Mathematical Memories
I truly do not have any good memories surrounding mathematics in my primary and elementary years. The first time I started to enjoy math was when I began my final year in high school. I honestly believe that part of the reason for this is that the teachers I had were not enthusiastic about math, and it certainly showed in the way they taught mathematics. I did have one very bad experience with math in grade six, when after struggling for half the year to keep my grades up, I spent two weeks studying as much as I could for the last test, which was the only form of assessment we ever had in mathematics. As usual, I found the test very hard, but I truly thought I knew enough to come out of it with a passing grade. As I approached the teacher's desk to hand it in, he smugly grinned at me and said, "I don't think there's any need to even look at that, do you? Considering your marks have been 60% the whole year I don't expect them to change now." To me, it seemed like all the hard work I had put into studying for this test, whether I passed or not, was useless.

 This experience definitely affected the way I looked at mathematics throughout junior high and most of my time in senior high, until I fell into a classroom where the teacher was extremely passionate about math and truly knew how to engage her students. We learned math through discussions, applying theories and ideas to true-to-life events, and using a SMART board for interactive learning. I went on to take two introductory math courses in university and actually flourished in my class for the first time. Again, I believe this was because the teacher had an interest in math and knew how to engage the class in discussions. After these two introductory courses, however, I did not take any other math courses. 

How I Use Math
I wouldn't really say that I have used mathematics in obviously major ways in my life, but it is definitely essential to have an understanding of math. There are certain aspects of math, such as simple addition, subtraction, multiplication and division which are essential in day to day life. For instance, we need math to be able to distinguish between time, schedules, and even something as simple as counting calories. Mind you, I haven't found a use for the Pythagorean Theorem in my everyday life just yet...maybe someday. 
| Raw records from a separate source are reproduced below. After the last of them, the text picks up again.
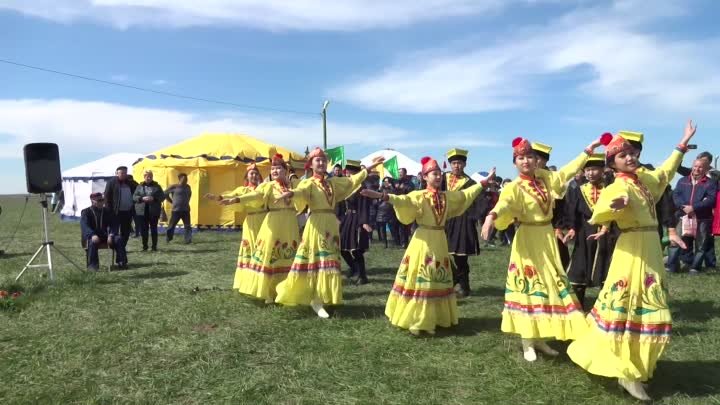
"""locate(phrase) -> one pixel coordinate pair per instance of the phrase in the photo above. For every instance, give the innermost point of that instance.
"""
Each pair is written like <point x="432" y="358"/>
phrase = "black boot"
<point x="580" y="293"/>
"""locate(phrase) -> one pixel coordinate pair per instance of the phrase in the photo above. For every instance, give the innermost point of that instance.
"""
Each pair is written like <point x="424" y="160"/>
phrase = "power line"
<point x="163" y="93"/>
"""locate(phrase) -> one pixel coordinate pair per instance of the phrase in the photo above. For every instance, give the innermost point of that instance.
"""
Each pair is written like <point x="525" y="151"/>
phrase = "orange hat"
<point x="429" y="164"/>
<point x="614" y="145"/>
<point x="521" y="147"/>
<point x="277" y="160"/>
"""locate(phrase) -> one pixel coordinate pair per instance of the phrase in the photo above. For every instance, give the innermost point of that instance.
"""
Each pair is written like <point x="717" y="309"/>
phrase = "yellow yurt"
<point x="214" y="163"/>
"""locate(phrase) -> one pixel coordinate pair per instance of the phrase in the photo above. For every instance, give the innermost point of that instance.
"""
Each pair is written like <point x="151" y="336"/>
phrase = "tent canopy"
<point x="80" y="181"/>
<point x="210" y="150"/>
<point x="103" y="167"/>
<point x="215" y="164"/>
<point x="412" y="166"/>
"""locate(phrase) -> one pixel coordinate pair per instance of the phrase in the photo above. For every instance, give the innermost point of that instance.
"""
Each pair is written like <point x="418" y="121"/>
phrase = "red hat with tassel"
<point x="429" y="164"/>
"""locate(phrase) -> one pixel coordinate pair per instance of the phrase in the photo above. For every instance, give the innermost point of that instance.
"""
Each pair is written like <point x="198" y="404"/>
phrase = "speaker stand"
<point x="48" y="246"/>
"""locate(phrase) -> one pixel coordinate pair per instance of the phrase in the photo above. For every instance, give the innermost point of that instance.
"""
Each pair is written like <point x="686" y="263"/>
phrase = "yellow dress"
<point x="275" y="243"/>
<point x="315" y="271"/>
<point x="630" y="323"/>
<point x="539" y="302"/>
<point x="254" y="215"/>
<point x="422" y="296"/>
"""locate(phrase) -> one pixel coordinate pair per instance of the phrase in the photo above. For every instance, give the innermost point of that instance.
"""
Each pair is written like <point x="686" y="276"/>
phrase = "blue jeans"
<point x="118" y="245"/>
<point x="700" y="249"/>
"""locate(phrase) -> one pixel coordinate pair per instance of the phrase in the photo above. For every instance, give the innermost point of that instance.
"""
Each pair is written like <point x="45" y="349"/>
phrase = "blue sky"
<point x="420" y="77"/>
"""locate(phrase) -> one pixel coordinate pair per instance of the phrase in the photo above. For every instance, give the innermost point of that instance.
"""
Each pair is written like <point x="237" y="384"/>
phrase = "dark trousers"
<point x="355" y="260"/>
<point x="699" y="249"/>
<point x="461" y="272"/>
<point x="148" y="223"/>
<point x="124" y="219"/>
<point x="120" y="253"/>
<point x="175" y="217"/>
<point x="382" y="232"/>
<point x="405" y="233"/>
<point x="136" y="223"/>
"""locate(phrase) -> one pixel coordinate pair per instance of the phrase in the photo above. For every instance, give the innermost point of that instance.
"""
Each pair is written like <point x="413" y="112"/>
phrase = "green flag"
<point x="335" y="156"/>
<point x="391" y="168"/>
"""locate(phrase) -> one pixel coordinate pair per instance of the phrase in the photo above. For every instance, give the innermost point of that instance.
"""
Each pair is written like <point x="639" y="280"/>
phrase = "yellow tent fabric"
<point x="214" y="163"/>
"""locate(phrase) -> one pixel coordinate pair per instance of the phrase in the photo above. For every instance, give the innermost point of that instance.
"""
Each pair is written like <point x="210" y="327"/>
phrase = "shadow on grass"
<point x="694" y="310"/>
<point x="691" y="378"/>
<point x="470" y="327"/>
<point x="157" y="275"/>
<point x="362" y="311"/>
<point x="189" y="250"/>
<point x="350" y="294"/>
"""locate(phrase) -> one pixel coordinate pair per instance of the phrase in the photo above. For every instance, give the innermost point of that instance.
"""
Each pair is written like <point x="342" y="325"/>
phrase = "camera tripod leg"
<point x="29" y="263"/>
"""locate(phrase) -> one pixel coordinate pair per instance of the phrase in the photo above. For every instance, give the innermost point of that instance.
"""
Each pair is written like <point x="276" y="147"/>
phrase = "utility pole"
<point x="324" y="114"/>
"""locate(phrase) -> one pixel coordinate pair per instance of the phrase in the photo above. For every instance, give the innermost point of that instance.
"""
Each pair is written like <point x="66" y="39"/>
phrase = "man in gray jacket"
<point x="179" y="195"/>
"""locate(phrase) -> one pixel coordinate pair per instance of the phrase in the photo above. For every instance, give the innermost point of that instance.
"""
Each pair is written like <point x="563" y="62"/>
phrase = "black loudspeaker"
<point x="42" y="168"/>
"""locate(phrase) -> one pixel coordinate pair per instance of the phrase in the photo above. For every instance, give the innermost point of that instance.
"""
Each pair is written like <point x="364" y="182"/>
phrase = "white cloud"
<point x="82" y="129"/>
<point x="81" y="126"/>
<point x="607" y="49"/>
<point x="321" y="15"/>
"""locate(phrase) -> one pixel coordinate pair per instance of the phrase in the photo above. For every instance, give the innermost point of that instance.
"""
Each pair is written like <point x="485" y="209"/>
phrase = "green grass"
<point x="144" y="336"/>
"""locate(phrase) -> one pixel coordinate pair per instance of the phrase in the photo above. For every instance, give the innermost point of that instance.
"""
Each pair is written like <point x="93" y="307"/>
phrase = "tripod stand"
<point x="46" y="245"/>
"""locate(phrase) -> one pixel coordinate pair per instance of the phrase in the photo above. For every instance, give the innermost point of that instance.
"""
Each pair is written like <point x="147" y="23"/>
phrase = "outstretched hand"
<point x="377" y="161"/>
<point x="488" y="227"/>
<point x="619" y="203"/>
<point x="676" y="240"/>
<point x="371" y="193"/>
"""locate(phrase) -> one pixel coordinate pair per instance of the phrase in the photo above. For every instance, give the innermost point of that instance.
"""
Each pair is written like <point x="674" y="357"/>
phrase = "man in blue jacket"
<point x="694" y="197"/>
<point x="97" y="226"/>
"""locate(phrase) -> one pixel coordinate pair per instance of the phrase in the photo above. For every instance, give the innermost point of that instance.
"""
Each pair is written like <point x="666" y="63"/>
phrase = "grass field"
<point x="170" y="331"/>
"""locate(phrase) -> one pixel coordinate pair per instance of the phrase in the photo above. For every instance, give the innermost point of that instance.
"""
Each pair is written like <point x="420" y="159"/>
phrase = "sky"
<point x="420" y="77"/>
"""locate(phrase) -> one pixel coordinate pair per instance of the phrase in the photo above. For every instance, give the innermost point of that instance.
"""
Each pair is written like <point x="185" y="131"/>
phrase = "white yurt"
<point x="81" y="181"/>
<point x="413" y="167"/>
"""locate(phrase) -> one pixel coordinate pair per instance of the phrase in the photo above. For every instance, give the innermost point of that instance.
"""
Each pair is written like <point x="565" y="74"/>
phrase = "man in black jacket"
<point x="461" y="231"/>
<point x="118" y="197"/>
<point x="96" y="224"/>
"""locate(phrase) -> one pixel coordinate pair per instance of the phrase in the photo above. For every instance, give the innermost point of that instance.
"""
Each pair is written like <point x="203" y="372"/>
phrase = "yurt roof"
<point x="220" y="150"/>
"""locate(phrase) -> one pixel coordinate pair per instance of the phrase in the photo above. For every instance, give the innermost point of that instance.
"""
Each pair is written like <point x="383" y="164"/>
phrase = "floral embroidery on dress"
<point x="525" y="281"/>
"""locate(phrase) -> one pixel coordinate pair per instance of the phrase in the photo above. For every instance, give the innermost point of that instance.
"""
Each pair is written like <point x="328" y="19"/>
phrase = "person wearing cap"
<point x="148" y="199"/>
<point x="315" y="276"/>
<point x="461" y="231"/>
<point x="277" y="240"/>
<point x="355" y="229"/>
<point x="592" y="253"/>
<point x="179" y="196"/>
<point x="253" y="218"/>
<point x="423" y="295"/>
<point x="539" y="302"/>
<point x="543" y="155"/>
<point x="118" y="194"/>
<point x="695" y="197"/>
<point x="97" y="226"/>
<point x="630" y="323"/>
<point x="404" y="185"/>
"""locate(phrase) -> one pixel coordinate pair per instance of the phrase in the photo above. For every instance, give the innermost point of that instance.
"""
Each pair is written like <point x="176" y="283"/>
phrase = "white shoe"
<point x="528" y="350"/>
<point x="319" y="310"/>
<point x="543" y="347"/>
<point x="634" y="388"/>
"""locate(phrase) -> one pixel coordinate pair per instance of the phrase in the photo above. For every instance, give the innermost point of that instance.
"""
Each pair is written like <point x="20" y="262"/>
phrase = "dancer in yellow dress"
<point x="630" y="323"/>
<point x="539" y="303"/>
<point x="254" y="217"/>
<point x="315" y="278"/>
<point x="277" y="241"/>
<point x="423" y="294"/>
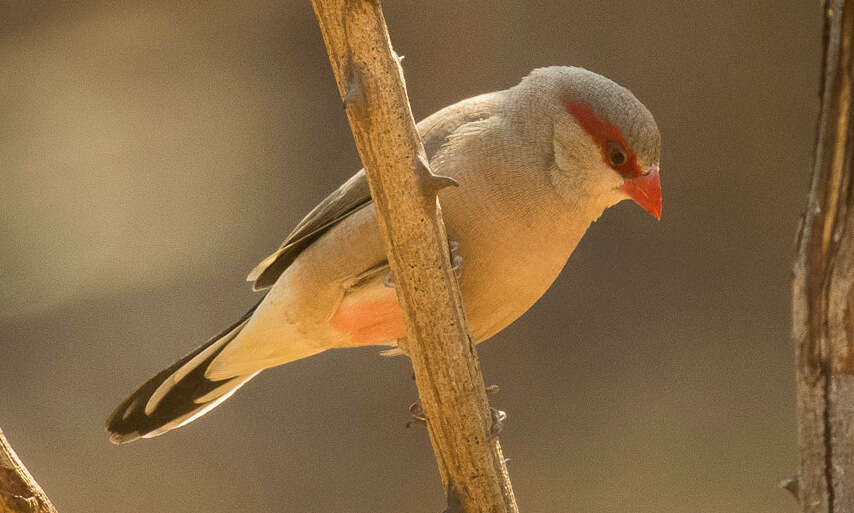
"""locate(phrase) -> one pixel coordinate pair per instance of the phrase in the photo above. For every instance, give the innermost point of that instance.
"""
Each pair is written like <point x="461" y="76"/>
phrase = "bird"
<point x="536" y="165"/>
My Current Mathematical Relationship
As of right now, I am on a need to know basis with mathematics. I believe that my past experiences, especially in the younger grades, has left a sour taste in my mouth that isn't easily replaced. I truly hope this can change, as I would hate for my students to some day come out of my class with a bad experience like I did. I hope to be able to be enthused about math so that in turn, my students are enthused and eager to learn. I want my students to be able to stand in a university classroom, placing themselves at a 10 rather than a 3 on the spectrum. I wish to be able to learn from my own teachers' mistakes and be the teacher they never were.


Welcome

Hey all! 

Welcome to my blog! :) 


I have no idea what I'm doing, but I'm trying my best to navigate this page. Forgive my obvious inability to use technology.


I'm Hilary and I am currently in my second semester of my professional year in the education faculty. I am thoroughly enjoying working with my wonderful classmates and taking this journey with each one of them. I have made the decision to do my internship at Harlow in England next fall, and I have decided to pursue a degree in special education :) Other than that, there is nothing interesting about me. 


I hope this blog will allow me to express my thoughts and ideas about mathematics and education freely, and hopefully allow me to become comfortable with the idea of teaching math in my future.